The friendship of Cohen and Lev-Ari dates back to their Tel Aviv school days. On this tour, Lev-Ari was the musical director and conductor and shares composing and arranging duties with Cohen. The affable clarinetist is a never ending source of positivity, a trait reinforced by the band's opener, "Happy Song." The tune not only set an emotional tone for the evening, but tied together neatly all of the musical elements of the band's lineage.

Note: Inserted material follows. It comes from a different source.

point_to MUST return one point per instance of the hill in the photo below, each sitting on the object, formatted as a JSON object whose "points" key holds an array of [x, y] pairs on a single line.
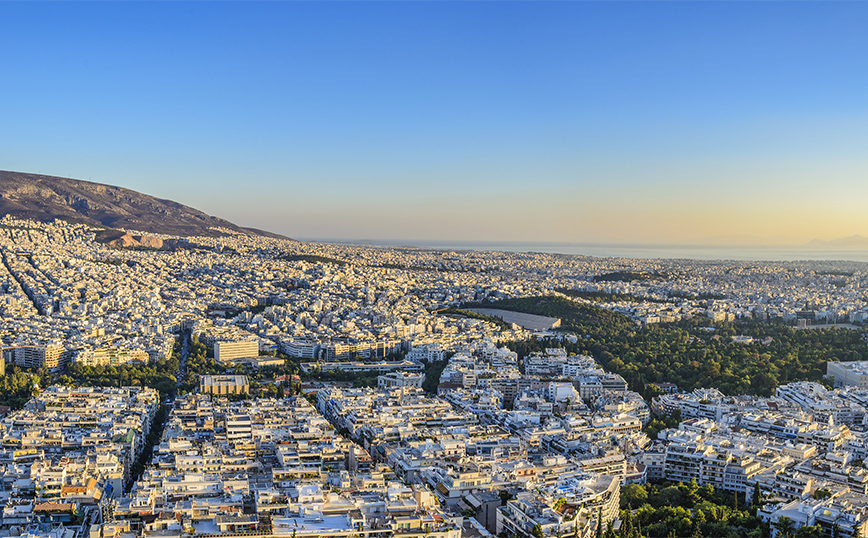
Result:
{"points": [[43, 198]]}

With Piazzolla's "Milonga del Angel," the delicate balances of the band fell into place, with the notably different tenor sound of Parson's cello standing out. Parson found ways within the notated framework of arranged pieces and in his improv work to fit in, often supported wisely by the crafty guitar work of Bailey. Cohen blew up that vibe in a hurry, hurtling into Goodman's classic, "Oh Baby." Her rich, full and voluminous sound on clarinet is strong and beautifully articulated. Focusing on the one instrument on this tour, Cohen can swing hard while migrating freely from tune to tune, from style to style.

The highlight of the evening was the performance of the three movement title piece, "Triple Helix." Composed and arranged by Lev-Ari, the concerto was commissioned by Carnegie Hall and the Chicago Symphony Orchestra. In many ways it acts as a bridge between European classical music and modern improvisational music. The band played the notated score of the first movement with great feeling and balance, sounding as free and open-ended as when they are soloing. Guitarist Bailey took the first improvised section to an emotional peak, with Cohen playing counter-intuitive twists and turns in support.

Pinciotti lead the band into the second movement, reminding us that he is truly the engine that pushes the ensemble through thick and thin. In this case, the percussion section passed the torch on to bassist Mashiach and Goncalves' precision work on button accordion and piano. The use of cello and piano to create an almost dark, desolate place musically was resolved by Cohen's elegant and strong voice in tandem with Goncalves and Parson in a hopeful response. Noordhuis contributed a trumpet solo in the third movement that had a distinct New Orleans feel—yet another color to add to the band's diverse palette. Cohen's complete mastery of her instrument was in plain view in these more wistful moments. Whether playing the extremely challenging opening score in movement three, or swinging with complete abandon throughout the performance, her sound is powerful, woody and alive with dimensional emotion. Amid discussions of her place in the long lineage of jazz clarinetists, one thing cannot be denied—her sound is notably different and genuine.

Goncalves was featured on button accordion for the Egberto Gismonti piece, "Loro." With solos spread out among a very talented ten-piece band, his solo and that of baritone saxophonist Broder on Bela Fleck's "Sleeper," brought to light the broad tonal range of the performance. Buried in the rear of the jam packed stage at Jazz Alley, Shipp was a whirlwind of percussive sound between a variety of instruments added to his work on vibraphone. As previously mentioned, drummer Pinciotti played with great drive and with great sensitivity as well. Lev-Ari's arrangement of the piece made it sound as if Fleck had written it with this ensemble in mind, not the fiercely original banjo player himself.

There is something very real and very positive about Cohen that is brought to the surface by her work with Lev-Ari. If feeling is the most important thing about music—and it is—then the one hour and 45 minutes spent witnessing this set was pure gold. Cohen's fountain of vibrational resonance is relentless and apparently, renewable at a constant rate.